Now that most states have set dates for indoor mask mandates to expire, colleges should lift the requirement as soon as they are able. Absent robust data showing that faculty are acquiring COVID-19 from students during classes, requiring all students to mask at all times is an onerous burden. KN95s or N95s provide protection to the wearer, if fitted properly and tightly, regardless of whether all parties are masked (one-way masking). Faculty—or students—that are concerned about being in classrooms with other people should wear an upgraded mask if they choose and universities should supply low-cost air cleaners. It is time to let people make their own decisions about masking, particularly in educational situations where masks demonstrably make communication more difficult and impair emotion recognition.

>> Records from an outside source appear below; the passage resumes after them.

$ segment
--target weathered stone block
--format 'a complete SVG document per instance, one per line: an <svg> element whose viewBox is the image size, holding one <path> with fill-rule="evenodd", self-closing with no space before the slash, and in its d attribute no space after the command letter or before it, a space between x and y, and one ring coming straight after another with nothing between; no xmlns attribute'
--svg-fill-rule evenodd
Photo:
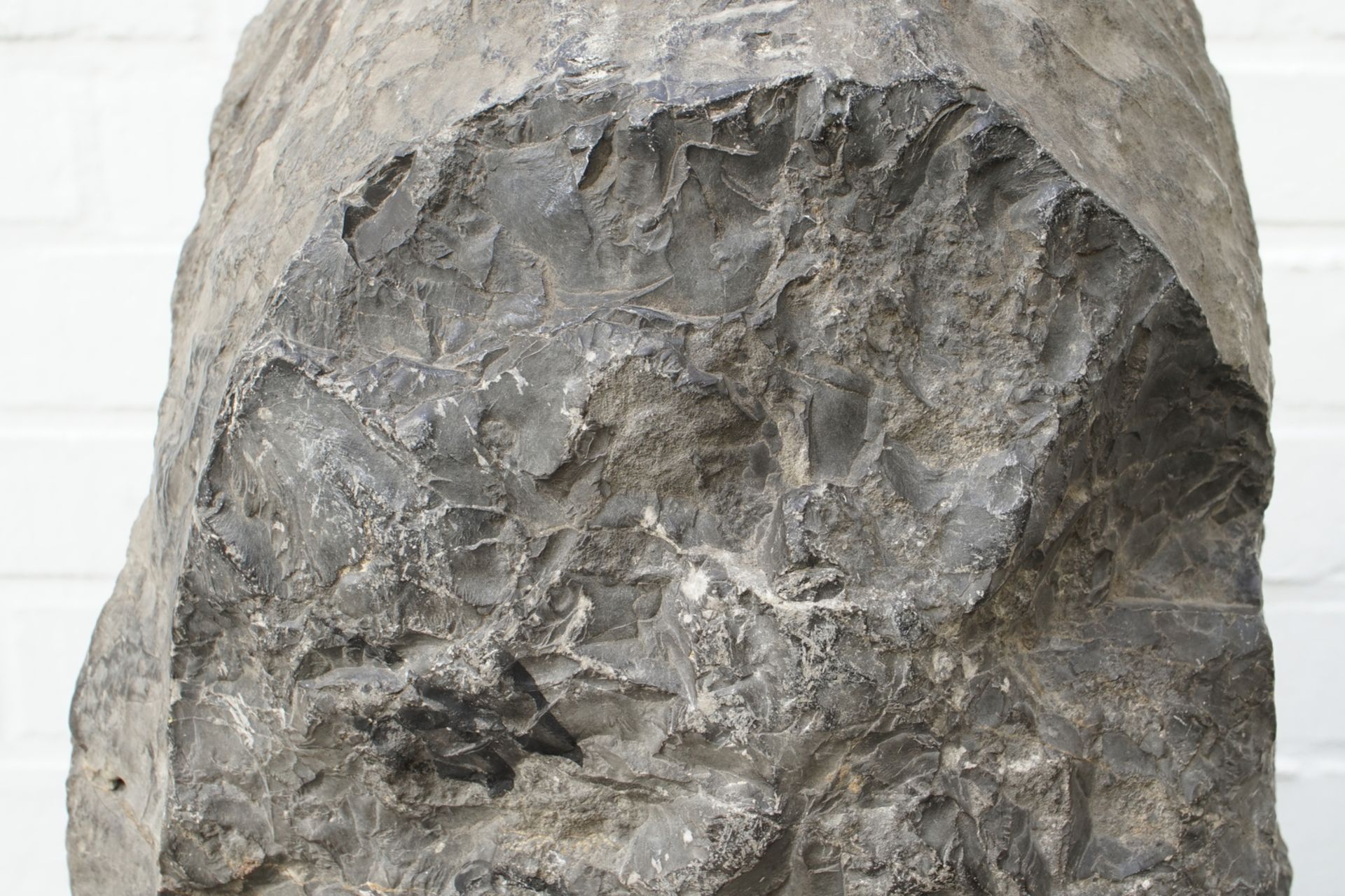
<svg viewBox="0 0 1345 896"><path fill-rule="evenodd" d="M75 892L1286 892L1255 237L1104 5L272 4Z"/></svg>

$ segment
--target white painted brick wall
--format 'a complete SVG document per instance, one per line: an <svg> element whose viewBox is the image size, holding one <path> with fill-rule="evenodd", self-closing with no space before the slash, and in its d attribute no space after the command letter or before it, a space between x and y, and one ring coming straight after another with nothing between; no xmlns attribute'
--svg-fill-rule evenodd
<svg viewBox="0 0 1345 896"><path fill-rule="evenodd" d="M66 708L149 479L168 295L200 204L210 114L261 5L0 0L7 892L66 892ZM1345 93L1345 3L1204 0L1202 11L1260 226L1278 379L1264 569L1280 819L1297 896L1338 896L1345 125L1332 109Z"/></svg>

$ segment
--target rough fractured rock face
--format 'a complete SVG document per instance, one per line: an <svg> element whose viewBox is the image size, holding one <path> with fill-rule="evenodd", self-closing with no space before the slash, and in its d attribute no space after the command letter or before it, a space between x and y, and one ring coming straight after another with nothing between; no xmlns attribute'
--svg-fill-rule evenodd
<svg viewBox="0 0 1345 896"><path fill-rule="evenodd" d="M1266 413L978 89L553 78L286 266L94 783L169 893L1278 892Z"/></svg>

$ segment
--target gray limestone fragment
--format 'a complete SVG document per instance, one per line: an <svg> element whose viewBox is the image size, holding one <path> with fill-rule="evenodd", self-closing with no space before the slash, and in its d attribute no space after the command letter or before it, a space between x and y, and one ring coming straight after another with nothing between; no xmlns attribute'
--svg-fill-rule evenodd
<svg viewBox="0 0 1345 896"><path fill-rule="evenodd" d="M1284 893L1185 0L274 0L78 896Z"/></svg>

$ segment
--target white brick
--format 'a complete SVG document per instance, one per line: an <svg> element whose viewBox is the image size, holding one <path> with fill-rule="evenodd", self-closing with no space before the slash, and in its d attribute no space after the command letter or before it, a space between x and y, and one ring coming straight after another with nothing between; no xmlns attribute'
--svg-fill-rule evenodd
<svg viewBox="0 0 1345 896"><path fill-rule="evenodd" d="M83 28L100 38L187 40L202 34L207 0L82 0Z"/></svg>
<svg viewBox="0 0 1345 896"><path fill-rule="evenodd" d="M225 71L208 65L130 71L94 87L97 226L114 237L180 245L204 195L210 118Z"/></svg>
<svg viewBox="0 0 1345 896"><path fill-rule="evenodd" d="M81 211L83 159L78 141L78 86L36 71L0 90L0 223L67 222Z"/></svg>
<svg viewBox="0 0 1345 896"><path fill-rule="evenodd" d="M35 39L71 35L83 19L81 0L0 4L0 38Z"/></svg>
<svg viewBox="0 0 1345 896"><path fill-rule="evenodd" d="M0 431L0 576L116 574L148 494L151 437Z"/></svg>
<svg viewBox="0 0 1345 896"><path fill-rule="evenodd" d="M1341 44L1212 43L1210 55L1232 96L1258 222L1345 222L1345 179L1332 174L1345 120L1322 114L1345 90Z"/></svg>
<svg viewBox="0 0 1345 896"><path fill-rule="evenodd" d="M157 406L176 266L169 249L0 249L0 408Z"/></svg>
<svg viewBox="0 0 1345 896"><path fill-rule="evenodd" d="M1294 896L1340 896L1340 807L1345 806L1345 768L1280 775L1275 796L1279 830L1294 866Z"/></svg>
<svg viewBox="0 0 1345 896"><path fill-rule="evenodd" d="M1340 375L1340 351L1345 346L1342 281L1345 269L1290 265L1267 258L1266 312L1270 318L1276 413L1345 409Z"/></svg>
<svg viewBox="0 0 1345 896"><path fill-rule="evenodd" d="M1345 7L1338 0L1201 0L1205 35L1221 38L1338 38Z"/></svg>
<svg viewBox="0 0 1345 896"><path fill-rule="evenodd" d="M1290 604L1267 588L1266 624L1275 644L1275 716L1282 759L1310 757L1345 744L1338 666L1345 644L1345 587L1336 600Z"/></svg>
<svg viewBox="0 0 1345 896"><path fill-rule="evenodd" d="M171 39L198 36L208 0L46 0L0 5L0 38Z"/></svg>
<svg viewBox="0 0 1345 896"><path fill-rule="evenodd" d="M1317 581L1345 566L1345 428L1275 426L1275 492L1266 513L1267 581Z"/></svg>
<svg viewBox="0 0 1345 896"><path fill-rule="evenodd" d="M42 761L69 749L67 717L93 626L114 577L0 580L4 630L0 755ZM34 674L40 651L42 674Z"/></svg>
<svg viewBox="0 0 1345 896"><path fill-rule="evenodd" d="M67 751L63 751L69 756ZM0 842L5 845L4 889L9 893L70 892L66 883L65 763L0 767Z"/></svg>

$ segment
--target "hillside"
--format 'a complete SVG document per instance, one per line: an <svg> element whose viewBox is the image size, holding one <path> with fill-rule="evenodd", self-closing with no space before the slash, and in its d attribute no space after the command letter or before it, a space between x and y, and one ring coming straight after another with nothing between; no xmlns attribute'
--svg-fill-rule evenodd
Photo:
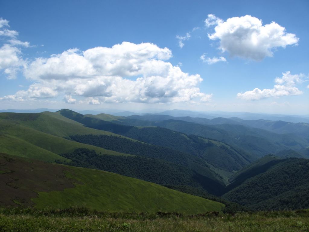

Two years into this pandemic, the potential benefits of attempting to limit COVID-19 transmission among college students, or from the students to surrounding communities, including vaccinated faculty, outweigh the negative effects on their education, and on their mental health, which has deteriorated during the pandemic. Students have been told they are living much-constrained lives right now as a sacrifice in service of the greater good. In reality, they are being forced to follow policies that today accomplish little of what they originally set out to do.